The Worst Person In The World (2021) - Movie Review


This is going to be a tricky film to write about. Partly because this is a Norwegian film, a part of world cinema culture that I know even less about than what I usually cover on here (I covered the literal first Norwegian film I ever saw right here only a few years ago), but mainly because trying to encompass everything this film is going for in my usual style is a tall order. This film is a lot, and where that would normally a warning for others, I mean that in the sense that it deals in ‘a lot’. But if I had to strain and give an early summary of my thoughts on the film in a single sentence, the best I can come up with is “two hours of the most unvarnished depiction of the Millennial experience I’ve ever seen”.

Ostensibly, this is a romantic dramedy, following Julie (Renate Reinsve) as she struggles to figure out what she wants to do with her life, and who she might want to share that life with. As someone who regularly partakes in the industry’s favourite sport of mocking the hell out of rom-com tropes, I not only find it quite refreshing that, far as I can tell, none of the usual suspects are anywhere near this production, but the overall attempts at grounded realism are among the best I’ve seen yet.

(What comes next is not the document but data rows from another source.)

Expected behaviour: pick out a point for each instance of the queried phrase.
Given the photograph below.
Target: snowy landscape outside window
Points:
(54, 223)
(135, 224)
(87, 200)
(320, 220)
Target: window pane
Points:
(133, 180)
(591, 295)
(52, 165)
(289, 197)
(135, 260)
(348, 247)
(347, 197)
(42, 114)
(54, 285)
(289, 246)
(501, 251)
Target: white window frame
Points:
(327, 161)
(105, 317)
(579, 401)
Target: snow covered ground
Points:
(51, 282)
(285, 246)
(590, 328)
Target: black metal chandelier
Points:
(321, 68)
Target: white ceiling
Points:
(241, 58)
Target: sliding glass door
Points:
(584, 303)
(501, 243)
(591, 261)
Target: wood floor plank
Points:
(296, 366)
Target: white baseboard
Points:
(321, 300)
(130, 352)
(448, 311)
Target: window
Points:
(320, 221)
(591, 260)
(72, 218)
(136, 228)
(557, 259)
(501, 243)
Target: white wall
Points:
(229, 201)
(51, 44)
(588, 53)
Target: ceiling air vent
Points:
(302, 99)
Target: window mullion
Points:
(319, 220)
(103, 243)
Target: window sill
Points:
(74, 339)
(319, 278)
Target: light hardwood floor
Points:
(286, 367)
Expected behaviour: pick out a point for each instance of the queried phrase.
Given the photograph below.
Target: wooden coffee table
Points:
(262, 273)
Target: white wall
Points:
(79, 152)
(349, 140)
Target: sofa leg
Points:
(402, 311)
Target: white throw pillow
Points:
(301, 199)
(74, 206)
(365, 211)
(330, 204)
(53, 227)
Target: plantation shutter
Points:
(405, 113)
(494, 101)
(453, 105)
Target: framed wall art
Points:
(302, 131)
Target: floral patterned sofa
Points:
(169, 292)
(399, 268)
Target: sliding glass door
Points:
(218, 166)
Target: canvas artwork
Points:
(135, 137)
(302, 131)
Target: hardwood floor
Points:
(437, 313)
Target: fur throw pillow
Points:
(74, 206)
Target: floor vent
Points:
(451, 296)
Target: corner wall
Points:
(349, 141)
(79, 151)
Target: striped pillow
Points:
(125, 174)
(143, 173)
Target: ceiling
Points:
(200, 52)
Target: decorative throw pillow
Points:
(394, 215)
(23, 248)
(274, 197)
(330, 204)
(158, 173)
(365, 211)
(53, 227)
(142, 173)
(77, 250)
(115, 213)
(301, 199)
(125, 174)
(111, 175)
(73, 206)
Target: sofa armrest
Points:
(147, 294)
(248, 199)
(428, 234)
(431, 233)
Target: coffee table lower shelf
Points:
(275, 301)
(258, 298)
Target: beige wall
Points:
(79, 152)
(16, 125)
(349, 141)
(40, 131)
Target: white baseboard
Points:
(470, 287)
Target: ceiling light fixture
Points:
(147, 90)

Even with the inclusion of the magic mushroom scene, or the weird magical-realism scene where time just stops for an entire day, or even when Julie and Eivind (Herbert Nordrum) share each other’s smells and bodily functions (which is somehow nowhere near as gross as that statement makes it sound), there isn’t a speck of artificiality to be found. The acting from Reinsve, Nordrum and Anders Danielsen Lie as Aksel is outstanding, and every piece of writing they speak resonates with every syllable.

Said writing courtesy of director Joachim Trier and co-writer Eskil Vogt touches on many aspects of the aging Millennial experience, where conflicting ideas about what a person is “meant” to do with their lives, with their time, with their bodies, has led many of them, including Julie, to be completely flummoxed as to what to do next. Split up into twelve chapters, as well as a prologue and epilogue, each segment adds a new facet to the general examination of what makes this generation act as they do, while also bolstering a much larger picture that is the confused life of Julie herself.

This is one of those situations where, even if the film didn’t deliver it all with this level of smoothness, the sheer volume of questions and ideas being presented would’ve garnered my respect all on their own. Wrestling with outside expectations, the struggle of sharing your experiences with others, feeling like you’re in competition with people who regularly quip about how things were back in ‘their’ day, the guilt that comes from trying to be an ethical consumer, retreating into psychedelics to get away from it all, making decisions when you might never find out if you made the right one, and how staring at the prospect of your own future is pretty friggin’ terrifying. I’ve made mention in past reviews about how much nostalgia itself is weaponised in the film industry, but considering all this baggage within my own generation… is it any wonder we find ourselves pining for simpler days?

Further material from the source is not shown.